Сияющий Карпенко вышел на палубу. Черт побери, как хорошо, когда у тебя голова на плечах! А ведь чуть-чуть не влип, как кур во щи. Ладно, что своевременно догадался курс изменить. Сейчас зайти к Чигареву (что ни говори, а начальство!), подкрепиться и — в путь-дорогу.

Небрежно козырнув вахтенному, словно отмахнувшись от надоедливой мухи, он сошел на берег.

А после его ухода между Головановым и Ясеневым произошел краткий, но выразительный разговор.

— Хорош? — усмехнувшись, спросил Голованов.

— Беспозвоночный, — ответил Ясенев, бережно складывая листы злополучной информации Семенова.

— Твое мнение?

— Потерпим его присутствие до первого удобного случая. У нас, к несчастью, за паршивую душу не наказывают.
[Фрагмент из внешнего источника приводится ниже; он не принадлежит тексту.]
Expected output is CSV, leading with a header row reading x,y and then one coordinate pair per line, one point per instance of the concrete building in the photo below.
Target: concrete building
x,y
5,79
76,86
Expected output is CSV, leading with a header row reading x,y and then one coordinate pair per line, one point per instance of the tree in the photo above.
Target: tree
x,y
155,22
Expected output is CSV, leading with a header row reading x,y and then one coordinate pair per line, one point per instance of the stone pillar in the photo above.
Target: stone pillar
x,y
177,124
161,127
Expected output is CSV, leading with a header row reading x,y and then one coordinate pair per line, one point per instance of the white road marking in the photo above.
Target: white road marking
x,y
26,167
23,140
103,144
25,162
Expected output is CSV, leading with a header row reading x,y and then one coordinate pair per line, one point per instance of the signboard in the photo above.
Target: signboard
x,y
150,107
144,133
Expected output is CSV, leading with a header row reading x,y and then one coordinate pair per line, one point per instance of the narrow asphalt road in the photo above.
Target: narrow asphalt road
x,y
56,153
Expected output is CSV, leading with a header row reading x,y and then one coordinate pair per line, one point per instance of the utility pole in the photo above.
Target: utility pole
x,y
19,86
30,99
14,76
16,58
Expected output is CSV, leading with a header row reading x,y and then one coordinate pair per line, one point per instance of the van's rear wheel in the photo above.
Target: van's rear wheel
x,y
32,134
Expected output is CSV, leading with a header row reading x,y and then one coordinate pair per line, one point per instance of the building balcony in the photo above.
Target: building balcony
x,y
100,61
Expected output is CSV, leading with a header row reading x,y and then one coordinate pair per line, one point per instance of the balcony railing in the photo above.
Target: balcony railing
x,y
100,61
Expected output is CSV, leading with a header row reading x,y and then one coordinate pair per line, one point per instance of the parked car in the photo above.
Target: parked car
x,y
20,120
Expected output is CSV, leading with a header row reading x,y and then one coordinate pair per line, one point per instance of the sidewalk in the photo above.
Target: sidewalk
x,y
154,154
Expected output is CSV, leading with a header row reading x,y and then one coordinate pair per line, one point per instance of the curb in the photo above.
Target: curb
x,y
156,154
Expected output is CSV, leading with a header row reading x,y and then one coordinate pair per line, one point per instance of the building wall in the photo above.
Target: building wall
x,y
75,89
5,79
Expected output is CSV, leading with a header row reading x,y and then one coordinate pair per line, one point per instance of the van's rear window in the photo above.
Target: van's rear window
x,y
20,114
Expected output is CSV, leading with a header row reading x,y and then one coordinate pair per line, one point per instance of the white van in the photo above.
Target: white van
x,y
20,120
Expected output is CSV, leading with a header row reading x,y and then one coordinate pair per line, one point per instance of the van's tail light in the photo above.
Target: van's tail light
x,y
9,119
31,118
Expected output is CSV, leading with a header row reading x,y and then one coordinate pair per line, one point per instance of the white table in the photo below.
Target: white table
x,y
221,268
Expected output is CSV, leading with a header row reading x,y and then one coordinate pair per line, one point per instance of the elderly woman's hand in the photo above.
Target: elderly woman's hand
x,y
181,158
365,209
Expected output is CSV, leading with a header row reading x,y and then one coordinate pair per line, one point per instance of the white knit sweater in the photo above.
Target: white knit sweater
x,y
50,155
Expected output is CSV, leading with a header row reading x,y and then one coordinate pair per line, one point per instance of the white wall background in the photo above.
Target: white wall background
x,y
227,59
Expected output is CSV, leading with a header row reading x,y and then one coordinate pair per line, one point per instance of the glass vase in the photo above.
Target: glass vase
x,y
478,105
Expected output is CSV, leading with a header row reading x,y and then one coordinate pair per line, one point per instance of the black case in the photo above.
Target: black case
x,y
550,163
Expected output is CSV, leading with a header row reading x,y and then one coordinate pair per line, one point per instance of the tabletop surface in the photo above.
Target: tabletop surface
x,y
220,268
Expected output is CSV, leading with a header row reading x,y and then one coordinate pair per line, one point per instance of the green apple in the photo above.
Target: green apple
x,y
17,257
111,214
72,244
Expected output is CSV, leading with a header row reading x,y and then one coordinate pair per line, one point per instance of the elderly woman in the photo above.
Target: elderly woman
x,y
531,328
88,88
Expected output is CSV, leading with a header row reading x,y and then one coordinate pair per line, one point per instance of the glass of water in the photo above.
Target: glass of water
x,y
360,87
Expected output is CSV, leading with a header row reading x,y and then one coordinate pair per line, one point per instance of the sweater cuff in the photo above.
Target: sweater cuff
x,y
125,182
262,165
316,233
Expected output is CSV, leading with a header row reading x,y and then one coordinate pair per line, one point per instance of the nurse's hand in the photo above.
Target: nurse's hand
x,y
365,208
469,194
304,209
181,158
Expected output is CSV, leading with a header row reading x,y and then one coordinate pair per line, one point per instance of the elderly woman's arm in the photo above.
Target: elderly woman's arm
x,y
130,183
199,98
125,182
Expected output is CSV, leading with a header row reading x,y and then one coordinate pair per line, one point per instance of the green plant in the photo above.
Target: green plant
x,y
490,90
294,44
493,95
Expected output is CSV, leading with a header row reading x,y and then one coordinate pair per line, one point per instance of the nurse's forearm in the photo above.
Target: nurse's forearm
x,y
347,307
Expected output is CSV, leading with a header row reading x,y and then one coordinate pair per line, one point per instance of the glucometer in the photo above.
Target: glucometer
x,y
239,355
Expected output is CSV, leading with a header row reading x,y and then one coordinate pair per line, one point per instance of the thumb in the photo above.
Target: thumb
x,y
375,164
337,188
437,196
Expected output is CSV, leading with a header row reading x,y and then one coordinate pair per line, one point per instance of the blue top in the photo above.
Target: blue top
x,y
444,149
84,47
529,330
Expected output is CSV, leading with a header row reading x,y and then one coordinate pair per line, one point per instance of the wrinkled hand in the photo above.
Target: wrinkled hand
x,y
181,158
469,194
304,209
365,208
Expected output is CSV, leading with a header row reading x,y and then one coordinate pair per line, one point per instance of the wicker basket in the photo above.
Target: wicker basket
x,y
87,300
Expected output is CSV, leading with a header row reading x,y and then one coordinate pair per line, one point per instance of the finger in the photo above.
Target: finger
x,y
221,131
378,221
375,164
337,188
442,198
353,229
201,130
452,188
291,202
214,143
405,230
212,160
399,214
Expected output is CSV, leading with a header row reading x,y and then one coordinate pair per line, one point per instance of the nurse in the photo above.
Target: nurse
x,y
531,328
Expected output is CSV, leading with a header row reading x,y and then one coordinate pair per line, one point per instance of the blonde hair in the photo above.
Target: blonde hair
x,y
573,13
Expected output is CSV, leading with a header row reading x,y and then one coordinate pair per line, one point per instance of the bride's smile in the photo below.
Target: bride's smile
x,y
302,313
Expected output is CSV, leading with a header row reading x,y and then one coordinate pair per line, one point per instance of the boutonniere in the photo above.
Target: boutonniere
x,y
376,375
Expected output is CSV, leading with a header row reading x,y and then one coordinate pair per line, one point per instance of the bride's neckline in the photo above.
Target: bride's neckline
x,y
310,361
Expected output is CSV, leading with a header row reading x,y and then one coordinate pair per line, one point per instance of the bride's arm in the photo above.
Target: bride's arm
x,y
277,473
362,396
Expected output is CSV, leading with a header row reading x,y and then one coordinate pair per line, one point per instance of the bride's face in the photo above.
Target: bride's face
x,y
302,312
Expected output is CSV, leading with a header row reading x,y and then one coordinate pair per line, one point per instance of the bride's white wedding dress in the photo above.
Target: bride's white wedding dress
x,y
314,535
Разговор с Чигаревым не был продолжительным. Карпенко вкратце рассказал о стычках Норкина с Семеновым, добавил от себя, что теперь все в порядке, что сегодня катера пошли в бой, и замолчал. Чигарев больше ни о чем не спрашивал: он знал, что главное могло произойти в отсутствие Карпенко.

Несколько обиженный холодным приемом Чигарева, Карпенко, однако, не лишился аппетита и, плотно закусив, начал собираться в обратный путь. Собственно говоря, сборы его заключались в том, что он прошелся вдоль стоянки катеров, перебросился несколькими словами с мотористами, взял письма и направился к машине. Тут, около поляны, его и догнала Катя.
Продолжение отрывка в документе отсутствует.